Di tanto in tanto si sente dire che mai come oggi la parola, quella scritta in particolare, ha avuto tanto spazio e tanta importanza nella vita delle persone. Poi, quando ti capita sotto gli occhi un libro di poesia, allora capisci che si riferiscono al tocuch screen e soprattutto cosa si dovrebbe intendere per centralità della parola. E’ lì,“nell’epoca di un caos che nomina tutto”, che “la parola non finge ma si schianta sulla pagina”. Lo scrive Nicola Vacca nel suo prezioso Vite colme di versi, un invito ragionato alla poesia novecentesca tessuto intorno alle figure di una ventina di poeti, metà italiani metà stranieri, alcuni celebri altri meno, tutti accomunati dalla ricerca della solitudine come salvacondotto per purezza e autenticità. Lontani da mode e consorterie, nemici di omologazione, regole e morale di massa, offerti al lettore su un piatto dalla prosa ben tornita, i poeti di Vite colme di versi ci ricordano che, a differenza della narrazione, la poesia si pone sempre un compito.

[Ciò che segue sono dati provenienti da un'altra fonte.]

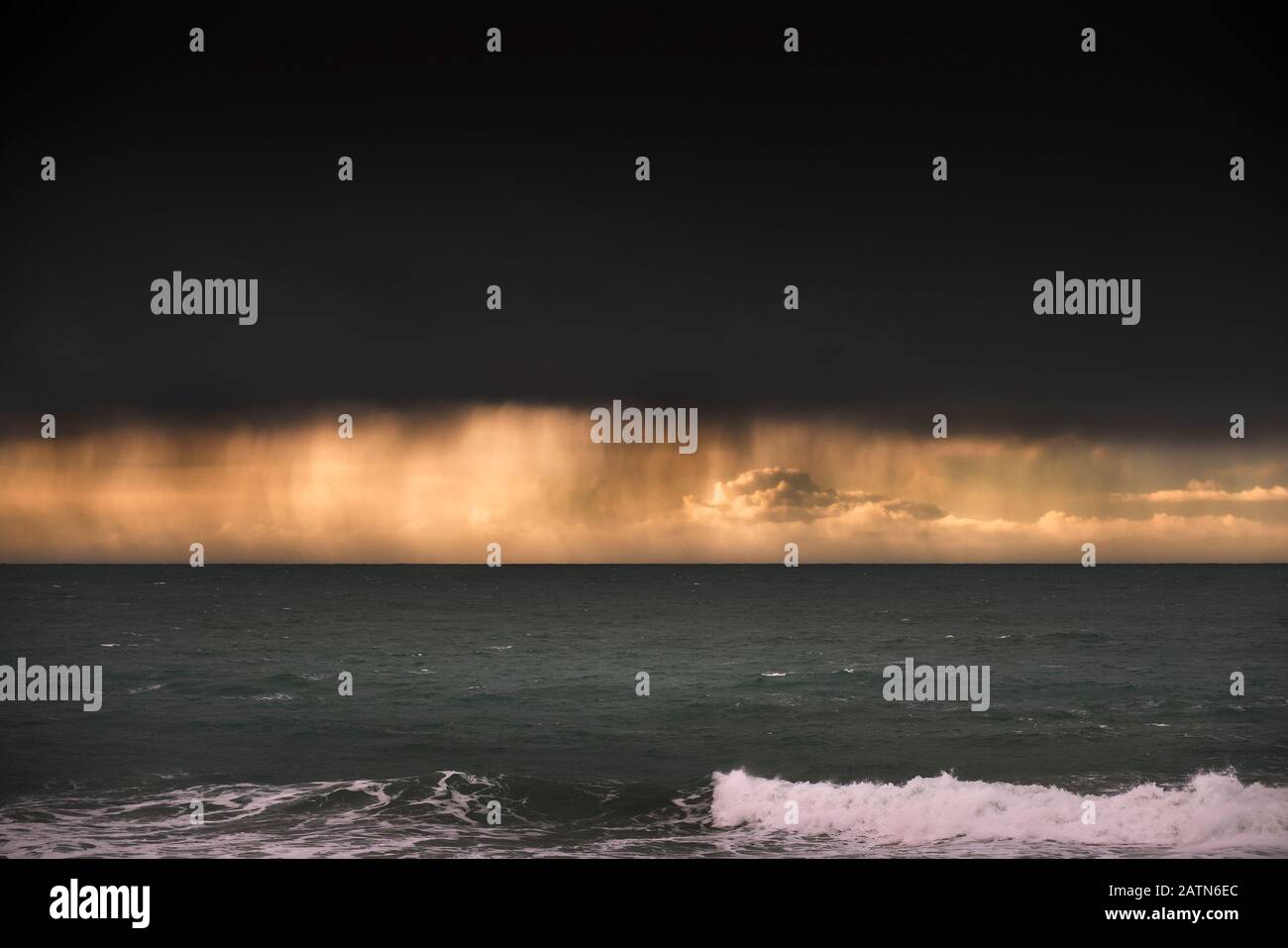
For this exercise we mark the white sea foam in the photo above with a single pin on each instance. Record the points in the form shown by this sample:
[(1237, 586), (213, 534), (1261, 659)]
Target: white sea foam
[(1211, 811)]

L’attenzione di Vacca verso gli irregolari ci porta a comprendere che l’essenza stessa della poesia è proprio l’anomalia, lo scarto, la devianza, dal linguaggio comune, dalla vita comune, dal sentire comune, e la scrittura, secondo la lezione di Carlo Bo, è esercizio preliminare finalizzato a disporre l’anima al puro ascolto della voce indescrivibile dell’essere. Lì arrivano i poeti di Vite colme.
Perché la verità è sempre in pericolo, quando l’uomo non è capace di scolpire il cuore vivo sulla roccia del divenire
Questi uomini ancora capaci di scolpire il cuore vivo sulla roccia sono proprio loro, i poeti, scelti da Vacca secondo una logica profonda che delinea una mappa cartografica e antropologica allo stesso tempo: i dodici poeti italiani provengono da un’area geografica ben precisa, quella dell’Italia centro-meridionale, da sempre terra di docg poetico che ha prodotto, da Campanella a Leopardi passando per Giordano Bruno, una lirica sospesa tra aneliti gnomico-orfici e istanze filosofico-speculative. Non a caso, dopo Caproni, Bigongiari e altri (splendida la riscoperta di Salvia, Calogero e Cacciatore) la dozzina italiana si chiude con Gatto: all’alba degli anni trenta, trasferitosi dal profondo sud a Milano, città industriale e impiegatizia, sradicato da quel meridione che folgorò Carlo Levi come un Gauguin in Lucania, Gatto pubblicò le prime sillogi. Erano opere venate di nostalgia, una nostalgia delle origini che si traduceva nel nodo memoriale e archetipico infanzia-luce-terra, nodo in cui il ricordo della partenza si associava alla parola morte (Morto ai paesi). Uniche eccezioni alla dozzina centro-italica (in cui sguazza la canzone d’autore di Piero Ciampi) i lombardi Erba e Sanesi (il primo per la tentazione metafisica, il secondo per la l’ansia morale), anomali alla città dei capitani d’industria (quella Milano – leggi Mondadori – che rifiutò le ultime opere di Bigongiari) che, insegna Vacca, è responsabile dell’appiattimento editoriale su linee minimaliste nate dalla fusione di motivi lombardi con una certa idea emiliana della poesia.
Questo settentrionalismo (Vacca non fa nomi ma allude a certa poesia come quella Maurizio Cucchi, il cui corrispettivo musicale – contrapposto al maudit Ciampi – potrebbe essere il protegé Vecchioni) è per Vacca la morte della poesia, con quel suo rendercela, citando Ruffilli, “una chiosa ironica e asciutta intorno alla vita quotidiana”. La selezione degli autori stranieri (da Murray alla Bachmann, da Zagajewsky all’amato Celan) è dettata proprio dalla debita distanza a questo chiosare la quotidianità e allo sterile esercizio del pensiero concettuale: sulla pericolosa soglia del nichilismo, in mezzo agli stupri della parola, questi poeti del nord che non hanno conosciuto l’ermetismo (“la mancanza di una lingua profetica”), pur bruciati dall’inquietudine, riescono, come il tedesco Kruger, a “fare allo stupore la grazia di una proroga”, oppure, come Prévert si sporcano umilmente le mani nel quotidiano. Anche per loro, miracolosamente, la poesia è una voce che si leva dal deserto. Così, nelle immense e aride distese attraversate dall’uomo, la parola ha la necessità di pronunciare la salvezza.